4. Second-Generation Macrolides
Second-generation macrolides azith-romycin and clarithromycin offer many advantages over erythromycin and reports suggest they can be used to treat rosacea. However, they also have the disadvantage of being more expensive than tetracycline antibiotics, which are the standard oral treatment of rosacea.
Azithromycin is pregnancy category B and has few drug interactions and can be dosed 250 mg three times a week to treat rosacea.
Bakar reported that in an open-label trial of 14 patients, at the end of 12 weeks, there was a 75% decrease in total scores (P<0.001) and an 89% decrease in inflammatory lesion scores compared with basal values with improvement continuing during the 4 weeks after treatment.
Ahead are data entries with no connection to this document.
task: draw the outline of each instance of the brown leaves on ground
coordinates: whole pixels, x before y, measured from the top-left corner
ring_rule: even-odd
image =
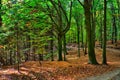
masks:
[[[73,46],[74,47],[74,46]],[[107,73],[116,67],[120,67],[120,51],[107,49],[108,65],[90,65],[88,55],[77,57],[77,49],[67,55],[67,61],[28,61],[20,64],[20,72],[17,65],[0,70],[0,80],[78,80],[79,78],[96,76]],[[96,48],[97,61],[101,64],[102,49]]]

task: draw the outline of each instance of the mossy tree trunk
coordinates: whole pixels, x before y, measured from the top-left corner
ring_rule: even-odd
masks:
[[[53,0],[50,0],[52,7],[50,7],[47,4],[47,10],[50,12],[49,17],[52,21],[52,25],[55,25],[54,31],[57,34],[57,40],[58,40],[58,61],[62,61],[62,41],[63,36],[66,34],[66,32],[70,29],[70,23],[71,23],[71,14],[72,14],[72,1],[70,4],[70,14],[67,15],[66,10],[64,9],[62,3],[60,0],[57,0],[56,2]],[[55,12],[55,13],[54,13]],[[54,15],[56,16],[54,16]]]

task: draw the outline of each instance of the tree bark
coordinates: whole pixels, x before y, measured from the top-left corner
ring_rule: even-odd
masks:
[[[92,26],[91,26],[91,1],[84,0],[84,10],[85,10],[85,25],[87,31],[87,42],[88,42],[88,57],[90,64],[98,64],[95,57]]]
[[[107,8],[107,1],[104,0],[104,38],[103,38],[103,54],[102,54],[102,64],[107,64],[107,59],[106,59],[106,8]]]

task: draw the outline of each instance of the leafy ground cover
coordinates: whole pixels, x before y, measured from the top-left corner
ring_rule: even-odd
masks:
[[[108,45],[111,46],[111,45]],[[20,72],[17,65],[2,67],[0,80],[78,80],[89,76],[97,76],[108,73],[120,67],[120,51],[116,48],[107,49],[108,65],[101,65],[102,49],[95,49],[96,57],[100,65],[87,64],[88,55],[77,57],[77,48],[68,52],[67,61],[28,61],[20,64]]]

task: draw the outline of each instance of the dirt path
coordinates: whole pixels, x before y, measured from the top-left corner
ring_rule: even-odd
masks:
[[[120,80],[120,68],[98,76],[77,78],[76,80]]]

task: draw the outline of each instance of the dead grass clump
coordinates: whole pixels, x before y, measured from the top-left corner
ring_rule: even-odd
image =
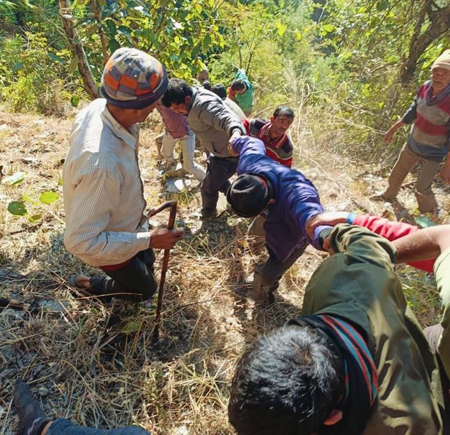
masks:
[[[297,167],[314,181],[325,208],[385,213],[367,194],[378,178],[364,180],[371,175],[367,168],[334,153],[342,146],[341,127],[336,124],[336,131],[326,133],[322,125],[318,138],[320,114],[300,109],[293,135]],[[98,271],[65,250],[61,198],[36,223],[5,211],[8,201],[29,191],[60,192],[70,121],[2,112],[0,120],[8,131],[4,135],[0,129],[0,165],[8,174],[26,172],[22,184],[0,185],[0,296],[24,305],[22,311],[0,312],[0,434],[11,435],[17,422],[12,391],[18,378],[29,383],[49,415],[82,425],[134,424],[160,435],[232,434],[226,405],[237,358],[259,334],[300,313],[305,285],[324,255],[309,248],[286,273],[277,303],[256,305],[237,288],[264,250],[261,255],[255,248],[245,235],[249,222],[227,211],[222,195],[216,220],[201,222],[193,215],[200,204],[194,186],[178,212],[185,238],[171,253],[161,339],[155,344],[153,309],[120,300],[102,305],[75,299],[70,291],[70,275]],[[139,159],[146,197],[153,206],[166,195],[153,144],[153,130],[161,126],[155,120],[148,125],[153,130],[142,132]],[[410,194],[405,190],[402,198]],[[155,219],[164,222],[167,217]],[[401,274],[419,318],[433,323],[438,305],[433,284],[424,284],[423,275],[410,268]]]

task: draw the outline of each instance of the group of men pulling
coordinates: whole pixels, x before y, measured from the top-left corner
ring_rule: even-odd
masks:
[[[439,70],[440,79],[447,77],[441,92],[448,96],[450,51],[442,56],[432,71],[436,75]],[[433,93],[433,81],[430,86]],[[290,168],[287,130],[294,114],[286,106],[268,121],[242,121],[222,98],[169,80],[164,66],[134,49],[120,49],[108,61],[102,93],[104,98],[75,120],[63,181],[65,245],[104,275],[74,275],[73,286],[104,301],[149,299],[156,290],[153,249],[170,249],[183,236],[183,229],[148,229],[138,123],[156,108],[170,137],[163,139],[163,155],[171,158],[180,138],[188,151],[193,149],[192,133],[209,153],[205,171],[190,166],[201,181],[203,216],[215,214],[219,192],[238,215],[261,216],[268,259],[255,270],[254,297],[267,292],[272,298],[283,274],[309,245],[332,254],[307,287],[302,315],[251,344],[240,359],[228,405],[237,432],[449,433],[450,226],[418,230],[375,217],[325,212],[313,183]],[[447,125],[448,140],[450,111],[444,118],[440,122]],[[441,324],[422,331],[394,273],[400,262],[428,271],[434,267]],[[52,420],[20,381],[15,401],[20,434],[147,433]]]

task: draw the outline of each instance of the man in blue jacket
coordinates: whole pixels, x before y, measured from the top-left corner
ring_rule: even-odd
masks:
[[[265,218],[269,258],[255,269],[254,296],[259,298],[263,289],[268,289],[269,300],[273,300],[283,274],[309,243],[322,250],[331,227],[320,225],[309,231],[311,218],[323,211],[316,188],[302,173],[265,155],[262,141],[242,136],[232,142],[228,152],[239,155],[239,176],[227,192],[228,201],[240,216],[263,214]]]

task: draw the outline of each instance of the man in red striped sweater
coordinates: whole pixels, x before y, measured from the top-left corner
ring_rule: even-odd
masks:
[[[387,189],[380,197],[394,199],[408,172],[420,162],[421,167],[414,185],[419,209],[421,213],[435,212],[437,203],[431,183],[444,159],[440,176],[445,183],[450,183],[450,49],[445,50],[434,62],[431,80],[419,89],[406,113],[385,135],[385,142],[389,144],[396,131],[411,123],[408,143],[392,168]]]
[[[288,106],[278,106],[270,119],[254,118],[242,121],[249,136],[261,139],[265,146],[265,154],[288,167],[292,166],[294,149],[286,132],[294,121],[294,111]]]

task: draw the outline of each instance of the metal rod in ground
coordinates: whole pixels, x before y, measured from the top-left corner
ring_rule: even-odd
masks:
[[[153,214],[159,213],[161,210],[171,208],[170,215],[169,216],[169,223],[167,228],[173,229],[175,224],[175,217],[176,216],[176,201],[169,201],[162,204],[154,211]],[[155,213],[156,212],[156,213]],[[160,280],[160,288],[158,289],[158,299],[156,305],[156,319],[155,319],[155,327],[153,328],[153,342],[156,342],[160,339],[160,325],[161,324],[161,312],[162,310],[162,298],[164,291],[164,282],[166,281],[166,273],[169,266],[169,258],[170,257],[170,250],[164,250],[164,254],[162,259],[162,267],[161,268],[161,279]]]

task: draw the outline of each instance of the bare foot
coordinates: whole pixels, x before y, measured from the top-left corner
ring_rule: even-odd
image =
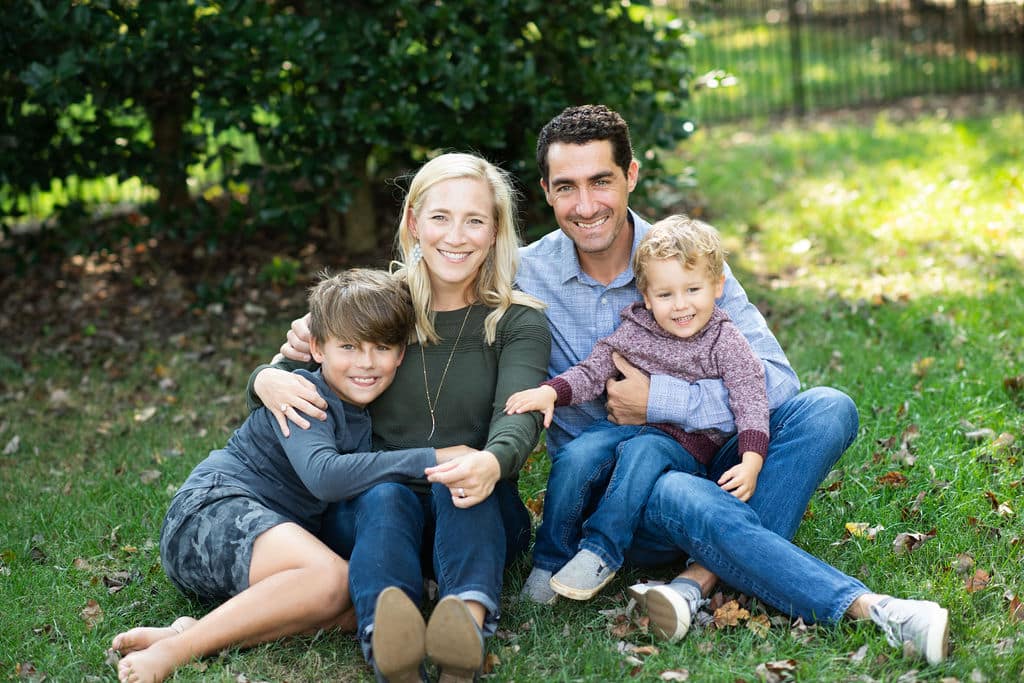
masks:
[[[131,629],[114,636],[114,640],[111,641],[111,649],[117,650],[121,654],[144,650],[164,638],[176,636],[185,629],[191,628],[194,624],[196,624],[196,620],[191,616],[179,616],[170,626],[142,626]]]
[[[187,657],[180,657],[165,639],[122,657],[118,663],[118,680],[121,683],[160,683],[186,661]]]

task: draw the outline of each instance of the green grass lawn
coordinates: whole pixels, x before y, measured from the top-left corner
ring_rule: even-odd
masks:
[[[695,171],[690,203],[726,236],[805,386],[839,387],[860,409],[861,434],[797,543],[880,592],[947,606],[949,660],[925,667],[872,626],[793,627],[756,602],[754,620],[664,645],[615,610],[629,582],[670,569],[627,572],[590,603],[545,608],[512,600],[520,566],[489,644],[493,680],[685,670],[692,681],[755,681],[780,660],[802,681],[1024,677],[1024,613],[1013,609],[1024,595],[1021,111],[982,101],[721,127],[676,162]],[[113,635],[200,612],[163,574],[160,523],[174,486],[244,419],[246,377],[297,312],[271,310],[243,336],[224,326],[126,357],[83,362],[45,335],[27,364],[0,348],[0,676],[114,680]],[[524,498],[546,470],[536,456]],[[871,532],[851,536],[857,523]],[[927,540],[897,553],[901,533]],[[325,634],[231,650],[175,680],[370,678],[349,636]]]

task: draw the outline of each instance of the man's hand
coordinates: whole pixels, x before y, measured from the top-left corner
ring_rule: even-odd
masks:
[[[758,487],[758,475],[764,462],[760,455],[748,451],[741,463],[730,467],[718,478],[718,485],[745,503]]]
[[[616,425],[642,425],[647,422],[647,398],[650,395],[650,378],[618,355],[611,354],[615,368],[623,374],[621,380],[608,380],[608,421]]]
[[[292,329],[288,331],[288,341],[281,345],[281,354],[290,360],[301,362],[313,359],[309,353],[309,313],[292,321]]]

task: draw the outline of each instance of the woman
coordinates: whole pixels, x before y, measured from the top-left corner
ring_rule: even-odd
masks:
[[[368,661],[385,680],[419,680],[424,655],[443,680],[471,679],[494,632],[506,561],[525,551],[529,516],[516,489],[540,436],[536,414],[505,400],[545,379],[551,338],[542,304],[512,288],[518,263],[508,176],[464,154],[413,178],[398,251],[416,309],[416,340],[371,408],[374,447],[467,445],[427,479],[380,484],[328,513],[322,537],[349,558]],[[307,331],[299,323],[293,346]],[[290,366],[257,369],[251,387],[278,418],[308,425],[323,402]],[[424,564],[442,599],[424,626]],[[421,560],[423,560],[421,562]]]

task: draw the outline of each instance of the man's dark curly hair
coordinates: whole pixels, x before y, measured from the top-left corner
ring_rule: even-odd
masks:
[[[537,138],[537,165],[544,182],[548,182],[548,147],[556,142],[587,144],[595,140],[611,142],[615,165],[623,169],[624,175],[629,175],[633,143],[626,120],[604,104],[583,104],[562,110],[541,129]]]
Adverse effects were minimal and well tolerated in most patients.18
Fernandez-Obregon (2004) had similar conclusions to Bakar.19 I have used azithromycin 250 mg q.o.d. or q.d. for rosacea with good effect. However, I do not think it is better than minocycline, and many insurance companies will only pay for six pills in one prescription. At about $10 a pill, this is a pricey daily medication.
It is safe in pregnancy and so can be used in patients who are trying to get pregnant and want oral treatment for their rosacea.
Clarithromycin is pregnancy category C, and in its extended-release form can be given once a day or every other day for rosacea.
Torresani found that clarithromycin was superior to doxycycline for rosacea and has been vocal that it is a useful agent in the treatment of rosacea.20,21
I have not used it, but there is no reason to think it would not be an effective agent and might be used by a clinician who is very comfortable in administering this therapy.
The Choices Are Not Limited
Consider the four treatment groups that I have outlined when standard treatments fail.
Of course, other non-standard treatments options also exist. Laser and pulsed light therapies as well as photodynamic therapy are now being used to treat rosacea.
The bottom line is that dermatologists have many treatment tools, and if one does not work, then consider another — either alone or in combination with standard and traditional therapies.